Cybersecurity: What a convicted hacker thinks Australia is lacking in cybersecurity


In 1998, Skeeve Stevens was jailed for a hack that was described at the time as Australia’s most “notorious” internet cybercrime. Today, it sounds very similar to the breach that hit Optus in September.
Under the pseudonym Optik Surfer, Stevens hacked internet provider AusNet and shared the credit card and personal details of 1200 people with journalists. His aim was to lay bare the shortcomings of AusNet’s system. For his actions, he was jailed for 18 months.
These days Stevens spends his time consulting with state and federal police, intelligence agencies, the Australian Defence Force and law firms, among others, discussing the weaponisation of technology.

Here’s what he wants you to know about the state of cybersecurity in Australia, who is drawn to hacking, and why they turn criminal.

Money aside, why do people hack?

Stevens told The Feed: you don’t “become a hacker, you kind of always are.”
It’s for people who are curious, talented, but mostly, it’s for people who like puzzles. Stevens just wanted to keep prodding to see where it would take him. Decades ago he hacked into Australian universities, vending machines, and even US agencies, just to see if he could.

“I thought ‘oh that’s cool, now if I do that, do I get that? Does this plus that equal that?” he said.

But he said hackers can veer towards criminality when their skills and talent aren’t met with enough ethical guidance during their learning process.
“I’ve seen eight-year-old girls that are coding three [computer] languages. Some of our kids are amazing,” he said.

“But are they being guided by teachers that can actually help harness and frame those skills? This is where you’re going to end up with bad actors or bad hackers.”

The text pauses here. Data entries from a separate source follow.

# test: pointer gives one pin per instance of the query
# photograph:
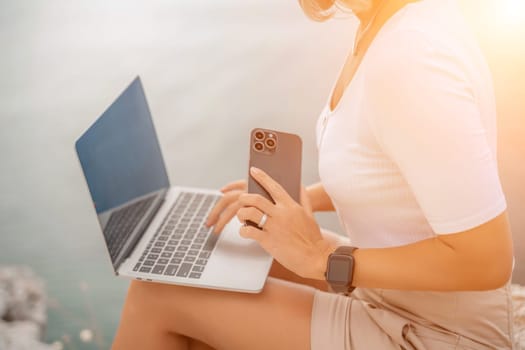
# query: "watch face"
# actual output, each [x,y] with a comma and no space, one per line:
[338,269]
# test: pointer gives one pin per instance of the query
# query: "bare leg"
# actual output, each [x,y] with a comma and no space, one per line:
[160,316]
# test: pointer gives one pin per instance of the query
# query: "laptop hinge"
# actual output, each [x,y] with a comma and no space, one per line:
[140,230]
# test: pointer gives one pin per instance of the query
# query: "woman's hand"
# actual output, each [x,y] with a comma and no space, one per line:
[290,234]
[227,207]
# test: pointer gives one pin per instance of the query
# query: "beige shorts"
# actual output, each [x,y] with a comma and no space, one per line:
[386,319]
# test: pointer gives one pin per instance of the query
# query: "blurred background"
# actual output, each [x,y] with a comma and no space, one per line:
[212,71]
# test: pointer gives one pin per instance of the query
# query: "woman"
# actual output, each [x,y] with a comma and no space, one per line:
[407,158]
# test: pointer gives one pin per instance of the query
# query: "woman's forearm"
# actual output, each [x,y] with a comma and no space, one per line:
[477,259]
[319,198]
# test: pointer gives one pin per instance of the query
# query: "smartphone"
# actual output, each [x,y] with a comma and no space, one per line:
[279,154]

What is missing in Australia’s approach?

Stevens said the first thing Australia is lacking is literacy around cyber security at various levels. He said it starts with the average Australian and extends all the way to those making decisions about data collection and storage.
“There’s a lot of ‘FUD’ in the industry: fear, uncertainty, and doubt from officials,” said Stevens, noting that companies and politicians should be clearer in their communication and messaging.